For today’s CFOs, accurately understanding the cost-benefit of AI is growing more important as the technology is woven more deeply in their companies.
CFOs are not just asking what the return on investment is from the technology and what AI use cases are most effective, but “just because we can do it in AI, should we do it in AI?” Board CFO Gordon Pothier said.
“I think there's a first level of us really just trying to understand, [get] our arms around the cost” of the technology, Pothier told CFO Dive in an interview focused on how most finance chiefs approach the AI-ROI question. “How can we plan around this?”
Healthy skepticism
Generative AI has swiftly become a standard part of the toolkit among many professionals and business processes since its debut in 2022 with the launch of OpenAI’s ChatGPT.
For example, Board’s engineering team was an early adaptor, and “I think, right now, if we tried to take away these tools, there would be a complete uprising,” Pothier said.
Pothier took the top finance seat for the Boston, Ma.-based enterprise planning platform in November 2025, according to a company press release. Prior to Board, he served a three-year span at code security provider Sonar, including a two-year term as its CFO. His past CFO roles have included serving as finance chief for Onapsis Inc. and Carbon Black.
As more employees begin to rely further on AI, however, CFOs are paying closer attention to its price tag — and to the potential risks of over-dependency, both in terms of costs and effectiveness.
Last month, for instance, Uber executives revealed the rideshare company had blown through its 2026 AI budget in just four months.
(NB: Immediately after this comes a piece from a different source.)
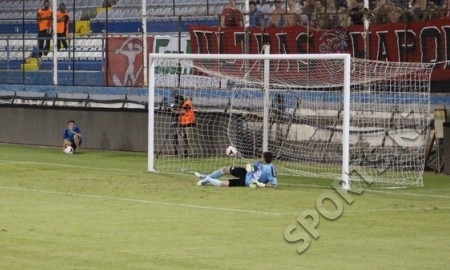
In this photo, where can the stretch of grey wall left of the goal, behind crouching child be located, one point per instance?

The reports triggered rising concerns from technology and business executives, many of which need to balance the growing cost of AI tokens — the units of data processed by AI, purchased by businesses using the models — against its still-to-come ROI.
When it comes to AI projects and spending today, “there's a little more healthy skepticism,” among CFOs and other key company leaders, Pothier said. There’s still a push to adopt the technology — Gartner anticipates AI spending will top $2.5 trillion by the end of this year, according to a May report — and there are still valuable use cases for generative AI, he said.
But, “I do think that skepticism is starting to come in in a healthy way around, ‘okay, are those cost savings real in a scalable way or are they short term?’” Pothier said. “What is that ROI? And now [we’re] starting to really talk more about, what's that cost look like in in the years to come?”
Filtering out the noise
When it comes to AI over-dependency, Pothier said the danger for companies may come when they “are jumping forward too fast for whatever reason, and not thinking about all sides of the equation.”
For example, when it comes to token usage, businesses may be calculating what tokens cost them now, but “how do I scenario plan for what that looks like in three to five years?” he said.
For CFOs, that means more scrutiny when it comes to both internal AI experimentation and when choosing third-party providers that are truly sustainable, Pothier said.
For example, as many businesses begin to tap AI to improve their marketing efforts, failing to do so may seem like falling behind — but it’s important for CFOs to “really question” what the AI tool on offer is actively doing and how it works, he said.
“Is a chat bot that is not really doing much more than any other chat bot?” he said. “What's the token usage again there too? Is it processing … using tokens in a way that's going to be really, really expensive?”
That’s not to say CFOs should avoid integrating AI wholesale — if there is a solution that can solve a particular problem, “you should absolutely look at it,” Pothier said. “But I think somehow you have to try to filter out some of the noise and prioritize, and that's not always easy.”